Like all powerful diagnoses, the term “psychoneurosis” is double-edged. Distressed veterans returning to the U.S. from World War II were seen both ways: families often reacted to their troubled members as individuals impaired by symptoms akin to PTSD; from the more “public” perspective, these were men demeaned by the risk of losing their traditional gender roles. Rebecca Jo Plant's sophisticated research shows how an engaged leadership in psychiatry, psychoanalysis, and the military proactively reshaped the nomenclature of war traumatization from a stigmatizing “psycho” term to an arguably more agreeable “combat exhaustion.” Meanwhile, in post-World War II Britain, the need to help prisoners of war with “barbed-wire syndrome” re-adapt to civilian life raised similar concerns. The solutions were unsurprisingly gendered: work programs emphasized individual responsibility and citizenship while, backed by the Tavistock Clinic, families were to promote the prisoners of war masculinity and sexual potency in marriage.
Challenged by a range of early motherhood narratives, some governmental and some personal, Paula Michaels asks if we “can speak about psychologically traumatic birth in the postwar USSR [though] it was never described as such?” (p. 126). Michaels contrasts the state's pro-natalist policies to its failure to act on women's fear of pain and fetal injury. Narratives of psychological suffering and traumatic birth do exist, she finds, but they are relegated to the margins, to works of fiction, journalism, and patient reports. In contrast, awareness of the “broader invisibility of psychological trauma,” as Lisa Featherstone describes it, began to enter Australia's official narratives of the 1980s. In a conceptual and pragmatic shift from the 1970s, and influenced by feminist discourse, court hearings in cases of violent sexual abuse (child and adult) saw the silence around women's narratives of psychological trauma gradually replaced by newfound understanding.
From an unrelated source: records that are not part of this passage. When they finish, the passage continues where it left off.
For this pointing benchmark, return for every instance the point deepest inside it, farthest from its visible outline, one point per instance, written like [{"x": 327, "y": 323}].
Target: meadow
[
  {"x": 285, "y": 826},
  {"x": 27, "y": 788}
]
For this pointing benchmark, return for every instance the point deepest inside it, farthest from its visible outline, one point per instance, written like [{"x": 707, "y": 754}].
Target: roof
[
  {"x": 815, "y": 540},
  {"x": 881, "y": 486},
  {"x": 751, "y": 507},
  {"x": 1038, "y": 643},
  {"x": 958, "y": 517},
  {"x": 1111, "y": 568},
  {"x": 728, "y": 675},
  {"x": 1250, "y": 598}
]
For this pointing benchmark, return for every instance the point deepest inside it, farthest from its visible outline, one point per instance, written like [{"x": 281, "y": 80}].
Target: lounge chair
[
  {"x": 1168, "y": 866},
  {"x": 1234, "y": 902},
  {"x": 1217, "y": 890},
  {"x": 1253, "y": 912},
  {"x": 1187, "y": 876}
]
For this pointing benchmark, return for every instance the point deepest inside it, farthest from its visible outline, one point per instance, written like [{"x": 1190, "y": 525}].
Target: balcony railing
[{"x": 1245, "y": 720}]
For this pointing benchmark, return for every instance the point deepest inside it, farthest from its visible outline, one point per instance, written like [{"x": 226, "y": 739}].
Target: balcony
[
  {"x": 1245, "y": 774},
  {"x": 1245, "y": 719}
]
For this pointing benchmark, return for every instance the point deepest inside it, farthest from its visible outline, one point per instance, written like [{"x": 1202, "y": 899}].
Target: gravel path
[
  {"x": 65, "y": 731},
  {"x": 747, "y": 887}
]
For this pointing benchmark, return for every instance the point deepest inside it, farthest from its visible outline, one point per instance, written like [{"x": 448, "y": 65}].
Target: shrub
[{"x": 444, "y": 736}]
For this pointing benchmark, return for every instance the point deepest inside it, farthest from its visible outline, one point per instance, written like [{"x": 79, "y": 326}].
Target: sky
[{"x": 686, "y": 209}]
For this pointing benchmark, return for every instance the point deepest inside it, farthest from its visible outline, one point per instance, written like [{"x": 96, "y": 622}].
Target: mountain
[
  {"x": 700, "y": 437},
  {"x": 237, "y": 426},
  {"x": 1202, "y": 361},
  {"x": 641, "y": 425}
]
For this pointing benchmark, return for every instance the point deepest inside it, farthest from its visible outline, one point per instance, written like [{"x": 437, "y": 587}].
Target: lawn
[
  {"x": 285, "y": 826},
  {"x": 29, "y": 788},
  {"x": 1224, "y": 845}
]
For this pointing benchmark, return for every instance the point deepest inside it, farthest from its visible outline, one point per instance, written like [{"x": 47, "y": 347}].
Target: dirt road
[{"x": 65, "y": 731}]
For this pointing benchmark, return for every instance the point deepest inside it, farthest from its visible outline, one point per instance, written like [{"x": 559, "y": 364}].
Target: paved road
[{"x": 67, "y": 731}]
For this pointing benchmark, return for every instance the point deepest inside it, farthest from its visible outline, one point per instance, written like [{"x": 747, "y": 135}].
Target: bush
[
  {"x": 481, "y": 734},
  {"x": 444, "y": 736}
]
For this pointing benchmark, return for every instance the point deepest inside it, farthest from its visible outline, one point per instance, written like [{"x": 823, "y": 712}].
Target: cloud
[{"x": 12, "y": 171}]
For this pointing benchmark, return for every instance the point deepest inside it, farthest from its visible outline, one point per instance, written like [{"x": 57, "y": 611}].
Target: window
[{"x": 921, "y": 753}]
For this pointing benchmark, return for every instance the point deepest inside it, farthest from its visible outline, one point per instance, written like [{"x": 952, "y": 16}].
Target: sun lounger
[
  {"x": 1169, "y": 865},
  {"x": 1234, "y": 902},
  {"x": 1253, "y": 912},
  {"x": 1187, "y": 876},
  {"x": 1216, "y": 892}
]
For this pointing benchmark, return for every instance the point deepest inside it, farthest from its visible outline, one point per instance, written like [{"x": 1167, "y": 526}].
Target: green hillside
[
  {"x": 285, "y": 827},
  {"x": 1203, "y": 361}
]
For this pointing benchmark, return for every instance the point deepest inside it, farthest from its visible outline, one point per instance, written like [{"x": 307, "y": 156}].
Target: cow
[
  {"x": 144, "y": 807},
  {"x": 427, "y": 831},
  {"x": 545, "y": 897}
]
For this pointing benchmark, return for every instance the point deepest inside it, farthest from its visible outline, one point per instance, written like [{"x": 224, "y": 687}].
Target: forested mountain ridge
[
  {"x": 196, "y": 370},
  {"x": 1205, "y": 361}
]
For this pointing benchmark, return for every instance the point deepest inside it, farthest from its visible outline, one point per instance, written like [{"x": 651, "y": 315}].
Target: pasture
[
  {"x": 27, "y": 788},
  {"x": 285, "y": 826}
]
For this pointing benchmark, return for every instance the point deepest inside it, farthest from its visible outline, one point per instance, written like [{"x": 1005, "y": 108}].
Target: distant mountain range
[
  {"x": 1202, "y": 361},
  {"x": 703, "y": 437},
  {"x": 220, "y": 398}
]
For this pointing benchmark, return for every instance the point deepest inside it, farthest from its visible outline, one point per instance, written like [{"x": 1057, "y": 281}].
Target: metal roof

For readers from the West, the essays about Uganda, Viet Nam, and East Timor-Leste make this a truly transnational collection. We know that gendered trauma is global and violent, yet each country's history and culture powerfully localizes its enactment. Perhaps this is why Benjamin Twagira, Nathalie Huynh Chau Nguyen, and Hannah Loney, the authors of these chapters, chose oral history as their main research methodology. With one woman's use of spirit imagery to cope with her fear of the soldiers’ sexual assaults, Twagira depicts the trauma of gender violence in Uganda's postcolonial decades of hyper-militarization. In a devastating parallel, a Vietnamese woman living with loss of family members among the “boat people,” testified to a legacy of trauma. “I don’t seem to get angry,” one survivor said, “and when good things happen, I don’t react much either” (p. 192). And in East Timor, where Indonesia's violent occupation of the 1970s left a vast swath of suffering, Loney observed the survivors coping with their legacy of trauma in the language of collectivity.
Misunderstandings of Freud (p. 7) aside, Michaels and Twomey should seriously influence our understanding of gender and trauma. With its creative uses of primary sources and resolute regard for indigenous voices, this edited volume shows us just why new trauma studies are indeed newsworthy.